I take a cloth from my pack and pour a bit of water from my canteen over it. “Let's clean you off, then.” Moving slowly so that I can sense his needs, I peel the soggy shirt from his skin and run my cloth over his flesh. He shivers as my fingers pass over his bare stomach and lies back on the blanket. As the sun dries the sweat from his hair, I clean his body, my jaw tight with anger as I see what he has done to himself. “Bo, you must spend more time out of these frames than in them.”

His fingers skim my arm as I hand him my canteen. He drinks slowly before sinking back to the blanket. “How much advance warning do you expect us to have before the machines arrive, Wen? An hour? More like a few minutes. It takes me several to get the armor on.”

“I would help you.”

He shakes his head. “Please. Do not force me to argue with you about it.”

I stare at his half-face, wanting to rip his mask off. Before I met the Noor, I was never aware of how much we Itanyai leave unsaid, how rarely we seek help when we need it, but now my head is pounding with that knowledge. “You are beautiful and fine without the metal,” I say, my voice catching. “I like you better without it too. The parts of you I love the most are made of flesh, not steel.”
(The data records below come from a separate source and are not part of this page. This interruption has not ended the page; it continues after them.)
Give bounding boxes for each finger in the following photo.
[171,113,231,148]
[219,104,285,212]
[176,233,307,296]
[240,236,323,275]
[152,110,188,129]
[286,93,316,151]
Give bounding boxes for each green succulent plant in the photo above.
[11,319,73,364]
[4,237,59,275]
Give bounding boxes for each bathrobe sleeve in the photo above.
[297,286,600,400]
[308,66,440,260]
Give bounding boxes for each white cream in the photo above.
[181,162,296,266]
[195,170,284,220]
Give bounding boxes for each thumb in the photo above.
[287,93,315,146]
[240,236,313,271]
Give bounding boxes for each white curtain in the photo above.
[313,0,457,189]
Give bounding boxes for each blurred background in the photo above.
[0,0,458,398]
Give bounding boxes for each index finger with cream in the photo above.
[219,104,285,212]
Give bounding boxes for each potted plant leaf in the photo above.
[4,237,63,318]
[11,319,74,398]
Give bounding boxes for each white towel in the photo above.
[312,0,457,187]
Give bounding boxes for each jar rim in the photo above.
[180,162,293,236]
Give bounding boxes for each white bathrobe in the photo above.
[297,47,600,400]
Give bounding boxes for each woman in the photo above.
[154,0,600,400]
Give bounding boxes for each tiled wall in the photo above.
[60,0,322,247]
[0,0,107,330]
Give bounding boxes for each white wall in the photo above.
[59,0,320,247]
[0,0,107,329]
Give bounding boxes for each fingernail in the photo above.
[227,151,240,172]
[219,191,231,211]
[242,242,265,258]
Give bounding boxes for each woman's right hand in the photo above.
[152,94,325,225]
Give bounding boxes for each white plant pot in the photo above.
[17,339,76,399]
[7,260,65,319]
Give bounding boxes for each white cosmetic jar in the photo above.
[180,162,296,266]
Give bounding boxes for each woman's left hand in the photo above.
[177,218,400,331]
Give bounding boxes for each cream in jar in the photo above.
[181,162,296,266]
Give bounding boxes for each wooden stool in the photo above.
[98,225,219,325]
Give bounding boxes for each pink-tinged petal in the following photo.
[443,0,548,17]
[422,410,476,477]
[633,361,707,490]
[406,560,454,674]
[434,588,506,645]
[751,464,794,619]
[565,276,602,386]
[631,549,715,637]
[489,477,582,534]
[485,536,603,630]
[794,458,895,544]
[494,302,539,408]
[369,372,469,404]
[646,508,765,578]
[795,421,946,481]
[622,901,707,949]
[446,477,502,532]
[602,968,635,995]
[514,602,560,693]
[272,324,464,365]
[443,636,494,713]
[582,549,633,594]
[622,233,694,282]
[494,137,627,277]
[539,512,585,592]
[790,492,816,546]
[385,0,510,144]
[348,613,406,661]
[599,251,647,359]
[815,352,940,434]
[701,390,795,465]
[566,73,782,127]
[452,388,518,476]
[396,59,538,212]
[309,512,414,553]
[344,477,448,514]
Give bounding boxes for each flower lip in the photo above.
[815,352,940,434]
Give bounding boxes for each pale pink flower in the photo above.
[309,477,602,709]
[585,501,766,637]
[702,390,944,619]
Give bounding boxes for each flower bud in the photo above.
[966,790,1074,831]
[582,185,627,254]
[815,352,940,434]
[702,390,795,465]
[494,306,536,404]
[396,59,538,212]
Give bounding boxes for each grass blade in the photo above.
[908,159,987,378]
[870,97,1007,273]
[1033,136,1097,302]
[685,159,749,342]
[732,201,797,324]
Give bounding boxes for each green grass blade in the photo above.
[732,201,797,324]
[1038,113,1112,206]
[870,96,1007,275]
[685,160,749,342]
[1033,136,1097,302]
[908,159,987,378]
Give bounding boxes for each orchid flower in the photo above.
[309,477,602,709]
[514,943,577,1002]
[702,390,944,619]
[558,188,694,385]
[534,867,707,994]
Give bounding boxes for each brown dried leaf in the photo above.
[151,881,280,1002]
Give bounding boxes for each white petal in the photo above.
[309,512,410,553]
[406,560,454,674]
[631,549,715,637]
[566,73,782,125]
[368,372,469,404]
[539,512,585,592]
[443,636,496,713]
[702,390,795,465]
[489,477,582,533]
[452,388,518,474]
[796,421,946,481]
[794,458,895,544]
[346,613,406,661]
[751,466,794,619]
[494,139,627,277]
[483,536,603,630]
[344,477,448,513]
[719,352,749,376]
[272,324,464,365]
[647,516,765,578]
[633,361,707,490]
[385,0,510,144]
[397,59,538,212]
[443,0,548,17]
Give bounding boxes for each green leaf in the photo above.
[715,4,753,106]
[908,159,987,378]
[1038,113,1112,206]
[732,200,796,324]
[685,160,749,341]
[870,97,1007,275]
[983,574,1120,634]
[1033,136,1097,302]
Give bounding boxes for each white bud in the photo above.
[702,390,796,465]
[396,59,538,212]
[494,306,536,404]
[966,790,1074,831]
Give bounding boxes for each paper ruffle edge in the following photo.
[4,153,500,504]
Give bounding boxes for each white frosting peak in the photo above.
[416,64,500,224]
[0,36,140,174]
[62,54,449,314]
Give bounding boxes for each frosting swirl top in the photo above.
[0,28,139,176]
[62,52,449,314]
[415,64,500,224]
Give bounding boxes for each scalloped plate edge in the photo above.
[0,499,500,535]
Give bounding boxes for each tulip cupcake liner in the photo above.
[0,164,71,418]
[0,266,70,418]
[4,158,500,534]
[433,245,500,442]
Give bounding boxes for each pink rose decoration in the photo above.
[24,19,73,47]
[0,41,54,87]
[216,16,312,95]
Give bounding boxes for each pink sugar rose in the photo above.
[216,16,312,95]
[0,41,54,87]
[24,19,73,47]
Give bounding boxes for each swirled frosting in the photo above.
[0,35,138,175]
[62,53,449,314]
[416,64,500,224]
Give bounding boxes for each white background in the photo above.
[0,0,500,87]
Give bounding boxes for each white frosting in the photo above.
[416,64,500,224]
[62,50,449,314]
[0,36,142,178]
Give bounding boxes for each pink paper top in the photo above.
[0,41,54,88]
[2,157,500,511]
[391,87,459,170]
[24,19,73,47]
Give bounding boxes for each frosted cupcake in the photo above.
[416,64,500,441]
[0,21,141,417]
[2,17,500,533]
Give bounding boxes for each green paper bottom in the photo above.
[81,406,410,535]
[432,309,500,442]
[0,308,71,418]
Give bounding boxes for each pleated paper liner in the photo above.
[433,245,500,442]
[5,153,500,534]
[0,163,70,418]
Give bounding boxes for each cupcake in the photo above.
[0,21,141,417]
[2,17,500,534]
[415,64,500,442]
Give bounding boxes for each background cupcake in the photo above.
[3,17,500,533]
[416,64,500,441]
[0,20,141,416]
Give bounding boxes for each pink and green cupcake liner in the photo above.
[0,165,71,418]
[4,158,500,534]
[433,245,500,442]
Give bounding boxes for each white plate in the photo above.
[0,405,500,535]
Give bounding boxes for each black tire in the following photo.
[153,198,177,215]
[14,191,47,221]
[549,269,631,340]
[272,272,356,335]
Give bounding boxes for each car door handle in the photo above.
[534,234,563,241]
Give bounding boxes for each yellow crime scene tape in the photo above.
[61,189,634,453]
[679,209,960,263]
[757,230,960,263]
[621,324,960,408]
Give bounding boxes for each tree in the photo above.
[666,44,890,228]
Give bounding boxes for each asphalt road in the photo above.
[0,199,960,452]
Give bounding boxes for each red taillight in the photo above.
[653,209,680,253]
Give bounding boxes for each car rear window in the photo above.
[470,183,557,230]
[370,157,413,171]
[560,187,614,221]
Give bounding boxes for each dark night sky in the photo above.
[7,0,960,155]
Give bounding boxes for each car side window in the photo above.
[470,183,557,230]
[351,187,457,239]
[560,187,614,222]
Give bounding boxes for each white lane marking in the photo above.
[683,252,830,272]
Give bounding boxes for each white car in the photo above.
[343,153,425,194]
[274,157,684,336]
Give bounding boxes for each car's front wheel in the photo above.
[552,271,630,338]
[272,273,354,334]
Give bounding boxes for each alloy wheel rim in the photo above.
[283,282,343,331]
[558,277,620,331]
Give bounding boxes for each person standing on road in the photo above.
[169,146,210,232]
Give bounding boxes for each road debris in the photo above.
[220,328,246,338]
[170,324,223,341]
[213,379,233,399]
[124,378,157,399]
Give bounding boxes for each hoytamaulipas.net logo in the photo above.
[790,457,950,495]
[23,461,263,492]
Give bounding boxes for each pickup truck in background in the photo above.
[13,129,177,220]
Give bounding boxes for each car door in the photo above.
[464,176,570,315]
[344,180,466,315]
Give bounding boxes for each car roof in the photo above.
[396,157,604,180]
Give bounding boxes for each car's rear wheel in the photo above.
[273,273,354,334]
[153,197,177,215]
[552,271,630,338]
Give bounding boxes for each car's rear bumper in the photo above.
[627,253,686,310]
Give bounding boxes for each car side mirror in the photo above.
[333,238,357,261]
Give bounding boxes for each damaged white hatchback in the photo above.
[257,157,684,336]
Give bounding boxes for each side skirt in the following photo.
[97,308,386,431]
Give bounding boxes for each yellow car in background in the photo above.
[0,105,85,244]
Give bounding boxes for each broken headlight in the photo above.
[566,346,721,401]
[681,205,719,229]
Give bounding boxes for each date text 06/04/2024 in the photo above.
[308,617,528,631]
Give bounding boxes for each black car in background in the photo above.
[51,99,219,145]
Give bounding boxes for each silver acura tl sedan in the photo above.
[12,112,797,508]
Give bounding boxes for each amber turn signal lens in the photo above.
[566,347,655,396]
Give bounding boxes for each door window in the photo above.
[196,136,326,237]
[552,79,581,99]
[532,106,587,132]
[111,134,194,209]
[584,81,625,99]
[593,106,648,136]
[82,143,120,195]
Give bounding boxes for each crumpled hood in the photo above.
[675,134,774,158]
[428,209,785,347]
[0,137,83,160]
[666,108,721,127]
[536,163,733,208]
His eye shines before he blinks the surprise away. “Don't say those things to me. You don't mean them.”

I slap my palms onto my thighs. “Are you accusing me of lying?”

He shuts his eye. “Wen, what's the use of saying it? You married Red, and then you say words like that to me and I can't stand it.”

I cover my face with my hands. “It was the only way the Noor would allow me into their village. Would you have had me wander alone with no place to stay?”

“Honestly? I'm not sure which is worse.”

My hands fall away and I stare at him. “I'm not even sure if we are married,” I say quietly. “I'm not sure how it works. They have such strange customs here, and your arrival interrupted whatever was happening.”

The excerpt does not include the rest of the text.